На этом все и закончилось. Курок чакнул—лис поскакал. Он взял галопом и пока я сообразил, что мой роскошный самопал выкинул очередной фокус—его хвост уже победно мелькал в зарослях валика. Я передернул затвор и в панике начал палить по лисовину. Он остановился, посмотрел на меня (что-то, вероятно, сказал нехорошее) и помчался дальше.
Сначала я хотел поломать ружье, подложившее мне свинью, но поостыл и передумал. Если уж не повезет... Я закинул его за спину, и до самой деревни меня изводила дурацкая песенка, привязавшаяся, как настырная муха.
Не женитесь на курсистках, Они толсты, как сосиски...—
беспрерывно вертелось в голове. Ух-ма! Тру-ля-ля!—
не выдержав, гаркнул я и от звука собственного голоса почувствовал сперва удивление, а затем и спокойствие.
Димка и Брагин вернулись в темноте. За день они отмахали километров сорок и добыли четырех лис. Могли бы принести и пятую, если бы не поторопились. Я еще раз прослушал запись, но так и не смог обнаружить сколько-нибудь грубой фальши в своем писке. Видимо, она скрывалась в частотах, лежащих за пределами моего музыкального слуха. И все-таки я не хотел смириться с неудачей. Надежду подогревала одна мысль: почему лисы поначалу все же обманывались моим писком? До полуночи я ворочался, припоминал малейшие детали минувшего дня и наконец заснул зыбким сном. За окном противно скрипела под ветром оборванная водосточная труба, и, должно быть, этот звук преобразился в скрип снега под моими ногами. Мне снились мои ноги, шагающие по снегу. «Рып... рып... рып...»— хрустело под ними. Под утро я увидел себя со стороны. Рядом со мной шла на поводке лиса.
«Шух-шух-шух...»— неслось из-под ее лап. Неприятное и неожиданное чувство пробуждения я помню отчетливо. Это был какой-то необычный, насильственный переход от сна к совершенно ясной, не затуманенной мысли. Никакой расслабленности в теле, как будто я и не спал.

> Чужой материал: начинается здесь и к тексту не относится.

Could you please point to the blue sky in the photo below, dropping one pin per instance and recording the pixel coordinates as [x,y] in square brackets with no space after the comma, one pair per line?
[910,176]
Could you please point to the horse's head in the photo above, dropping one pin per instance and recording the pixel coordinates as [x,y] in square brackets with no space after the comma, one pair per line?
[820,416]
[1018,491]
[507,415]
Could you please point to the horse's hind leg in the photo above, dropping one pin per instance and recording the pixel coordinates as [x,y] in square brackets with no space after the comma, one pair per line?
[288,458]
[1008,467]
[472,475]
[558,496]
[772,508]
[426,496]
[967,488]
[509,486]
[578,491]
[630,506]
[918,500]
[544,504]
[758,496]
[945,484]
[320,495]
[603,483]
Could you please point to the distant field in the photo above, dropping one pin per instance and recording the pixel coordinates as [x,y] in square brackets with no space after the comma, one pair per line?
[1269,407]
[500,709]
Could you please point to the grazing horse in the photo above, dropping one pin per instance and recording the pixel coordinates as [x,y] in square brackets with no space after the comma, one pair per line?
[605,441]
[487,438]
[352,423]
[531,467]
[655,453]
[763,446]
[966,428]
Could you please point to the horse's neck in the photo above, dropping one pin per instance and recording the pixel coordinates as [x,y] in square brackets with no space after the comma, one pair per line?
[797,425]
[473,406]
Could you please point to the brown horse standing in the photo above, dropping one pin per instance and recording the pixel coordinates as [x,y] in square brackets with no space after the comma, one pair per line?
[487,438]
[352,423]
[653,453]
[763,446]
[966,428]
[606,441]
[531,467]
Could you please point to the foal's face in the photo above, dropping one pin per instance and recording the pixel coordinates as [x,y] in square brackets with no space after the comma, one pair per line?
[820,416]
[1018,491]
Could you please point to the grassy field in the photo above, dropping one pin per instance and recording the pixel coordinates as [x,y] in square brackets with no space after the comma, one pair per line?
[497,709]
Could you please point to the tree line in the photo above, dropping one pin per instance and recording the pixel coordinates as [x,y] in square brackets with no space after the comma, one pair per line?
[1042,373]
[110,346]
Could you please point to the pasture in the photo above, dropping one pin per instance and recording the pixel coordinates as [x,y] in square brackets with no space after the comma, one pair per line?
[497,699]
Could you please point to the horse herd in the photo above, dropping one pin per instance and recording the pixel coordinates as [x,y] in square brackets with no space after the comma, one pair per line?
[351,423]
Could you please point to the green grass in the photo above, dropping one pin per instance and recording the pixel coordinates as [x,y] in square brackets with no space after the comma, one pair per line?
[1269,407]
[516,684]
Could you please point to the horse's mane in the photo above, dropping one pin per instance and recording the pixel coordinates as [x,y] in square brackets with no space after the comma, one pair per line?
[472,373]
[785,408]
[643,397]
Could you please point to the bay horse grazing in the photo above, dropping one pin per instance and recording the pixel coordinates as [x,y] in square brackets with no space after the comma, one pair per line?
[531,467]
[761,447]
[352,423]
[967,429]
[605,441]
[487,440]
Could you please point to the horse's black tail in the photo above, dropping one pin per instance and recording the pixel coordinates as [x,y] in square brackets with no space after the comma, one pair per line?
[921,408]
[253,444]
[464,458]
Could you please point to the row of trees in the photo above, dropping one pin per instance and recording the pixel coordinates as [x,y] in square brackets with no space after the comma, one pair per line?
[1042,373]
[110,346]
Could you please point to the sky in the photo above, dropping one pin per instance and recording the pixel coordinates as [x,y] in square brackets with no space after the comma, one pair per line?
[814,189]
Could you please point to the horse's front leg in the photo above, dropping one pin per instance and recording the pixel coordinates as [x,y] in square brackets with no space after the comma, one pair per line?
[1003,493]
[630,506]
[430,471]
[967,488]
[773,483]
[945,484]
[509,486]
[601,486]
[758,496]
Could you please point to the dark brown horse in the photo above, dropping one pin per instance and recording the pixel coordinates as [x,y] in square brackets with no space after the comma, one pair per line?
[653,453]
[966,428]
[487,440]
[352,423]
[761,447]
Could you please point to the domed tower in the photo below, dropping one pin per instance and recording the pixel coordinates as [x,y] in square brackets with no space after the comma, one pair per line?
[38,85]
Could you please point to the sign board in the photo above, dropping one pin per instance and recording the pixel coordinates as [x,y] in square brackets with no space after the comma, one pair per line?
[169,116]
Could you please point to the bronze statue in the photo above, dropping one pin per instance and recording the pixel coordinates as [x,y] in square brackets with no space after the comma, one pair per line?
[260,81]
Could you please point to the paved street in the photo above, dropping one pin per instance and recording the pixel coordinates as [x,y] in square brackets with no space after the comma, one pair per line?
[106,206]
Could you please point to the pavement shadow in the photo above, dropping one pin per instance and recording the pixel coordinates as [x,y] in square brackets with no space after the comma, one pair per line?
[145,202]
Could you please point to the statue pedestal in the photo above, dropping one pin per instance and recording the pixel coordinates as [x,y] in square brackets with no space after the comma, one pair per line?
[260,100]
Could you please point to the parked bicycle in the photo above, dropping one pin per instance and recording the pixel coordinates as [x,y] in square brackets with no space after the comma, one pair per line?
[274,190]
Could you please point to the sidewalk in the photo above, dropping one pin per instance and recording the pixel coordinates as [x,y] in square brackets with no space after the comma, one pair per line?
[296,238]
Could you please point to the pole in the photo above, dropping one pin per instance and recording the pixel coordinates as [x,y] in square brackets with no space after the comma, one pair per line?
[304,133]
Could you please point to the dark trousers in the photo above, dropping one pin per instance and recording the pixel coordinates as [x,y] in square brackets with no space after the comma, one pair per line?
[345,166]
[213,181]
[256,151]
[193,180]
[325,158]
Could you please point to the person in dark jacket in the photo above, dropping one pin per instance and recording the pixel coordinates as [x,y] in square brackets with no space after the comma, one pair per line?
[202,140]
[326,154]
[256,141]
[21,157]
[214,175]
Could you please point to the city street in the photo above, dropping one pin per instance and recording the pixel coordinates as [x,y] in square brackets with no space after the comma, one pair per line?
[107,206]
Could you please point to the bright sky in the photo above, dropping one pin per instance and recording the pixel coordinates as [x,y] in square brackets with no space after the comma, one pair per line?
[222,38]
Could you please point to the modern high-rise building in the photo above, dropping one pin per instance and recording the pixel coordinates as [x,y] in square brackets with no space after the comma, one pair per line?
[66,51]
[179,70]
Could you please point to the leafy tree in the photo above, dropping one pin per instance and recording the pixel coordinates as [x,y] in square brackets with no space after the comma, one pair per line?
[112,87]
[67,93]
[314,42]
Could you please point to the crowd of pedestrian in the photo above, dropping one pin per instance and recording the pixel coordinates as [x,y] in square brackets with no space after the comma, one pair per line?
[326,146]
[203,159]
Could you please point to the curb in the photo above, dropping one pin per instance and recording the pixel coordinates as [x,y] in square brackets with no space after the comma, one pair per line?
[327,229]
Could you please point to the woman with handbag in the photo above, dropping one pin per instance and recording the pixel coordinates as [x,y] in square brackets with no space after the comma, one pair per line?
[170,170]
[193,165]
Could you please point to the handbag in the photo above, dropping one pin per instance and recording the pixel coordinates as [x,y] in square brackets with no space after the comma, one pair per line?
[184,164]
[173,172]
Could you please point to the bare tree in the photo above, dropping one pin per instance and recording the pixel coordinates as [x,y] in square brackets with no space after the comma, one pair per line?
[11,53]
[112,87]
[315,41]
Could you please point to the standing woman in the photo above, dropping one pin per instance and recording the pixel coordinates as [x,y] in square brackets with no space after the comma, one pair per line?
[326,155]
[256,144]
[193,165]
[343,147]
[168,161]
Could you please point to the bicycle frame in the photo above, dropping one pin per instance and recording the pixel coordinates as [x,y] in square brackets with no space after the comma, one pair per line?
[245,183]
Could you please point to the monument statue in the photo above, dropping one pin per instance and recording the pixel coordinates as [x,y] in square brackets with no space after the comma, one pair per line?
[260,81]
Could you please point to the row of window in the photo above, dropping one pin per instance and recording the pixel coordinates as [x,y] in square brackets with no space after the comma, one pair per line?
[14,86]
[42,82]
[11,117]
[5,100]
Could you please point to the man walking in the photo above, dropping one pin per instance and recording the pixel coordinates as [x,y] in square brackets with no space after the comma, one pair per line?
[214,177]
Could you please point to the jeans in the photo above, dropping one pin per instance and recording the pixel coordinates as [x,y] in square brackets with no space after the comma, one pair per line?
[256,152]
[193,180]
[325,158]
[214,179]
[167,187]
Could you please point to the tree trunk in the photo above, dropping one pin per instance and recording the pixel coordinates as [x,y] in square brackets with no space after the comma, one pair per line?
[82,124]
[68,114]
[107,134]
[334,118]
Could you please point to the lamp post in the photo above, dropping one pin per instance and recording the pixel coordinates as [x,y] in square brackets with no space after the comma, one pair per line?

— Шух-шух-шух!— произнес я, интуицией чувствуя, что нашел отгадку.
До рассвета еще оставалось больше часа, а я уже сидел в кухне и поторапливал Сергея и Димку. Покоренная нашими успехами Дуся хлопотала у плиты и тоже покрикивала на них. Мы вышли под хмурое ноябрьское небо, направляясь в сторону полей, на которых еще не бывали. Против вчерашнего заметно потеплело, в воздухе чувствовалась близость снегопада.
— Завтра и лыжам придет пора,— сказал Димка, продираясь сквозь ветки ивняка к берегу Заманухи.
Спустившись на лед реки, мы зашагали к ее верховьям. Слева от нас тянулись рисовые поля, справа—темнела, заросшая деревьями и непролазным кустарником, пойма.
— Братцы, да тут же у них лаз!— воскликнул Димка, всматриваясь вперед.
Правый берег Заманухи, обвалившись небольшим овражком, был испещрен лисьими следами, которые цепочками тянулись через реку к пойме.
Я выглянул из-под берега, но на полях стояла темнота, и они казались безжизненными. Скоро мы встретили еще один лаз.
— Учти на будущее,— сказал Димка Брагину. Лису заметил Сергей. Рыжая столбиком торчала на чеке и даже в бинокль было непонятно, куда она смотрит.
— Ну что?— взглянул на меня Димка,
Я махнул рукой, и они пошли дальше.
— Ни пуха ни пера,— пожелал Брагин. Это был убийственно трудный и долгий путь. Я вил свои петли вокруг лисы больше часа. Полз по-пластунски, на четвереньках, перекатывался, раздвигал носом снег, а когда подобрался—она перебежала на соседнюю чеку. Тем же порядком пришлось давать по оросителям новый круг. Нет, все-таки есть у нормальных людей основания смотреть на охотников со снисходительным недоумением. Трудно понять человека, готового окочуриться в снегу ради комка рыжей шерсти.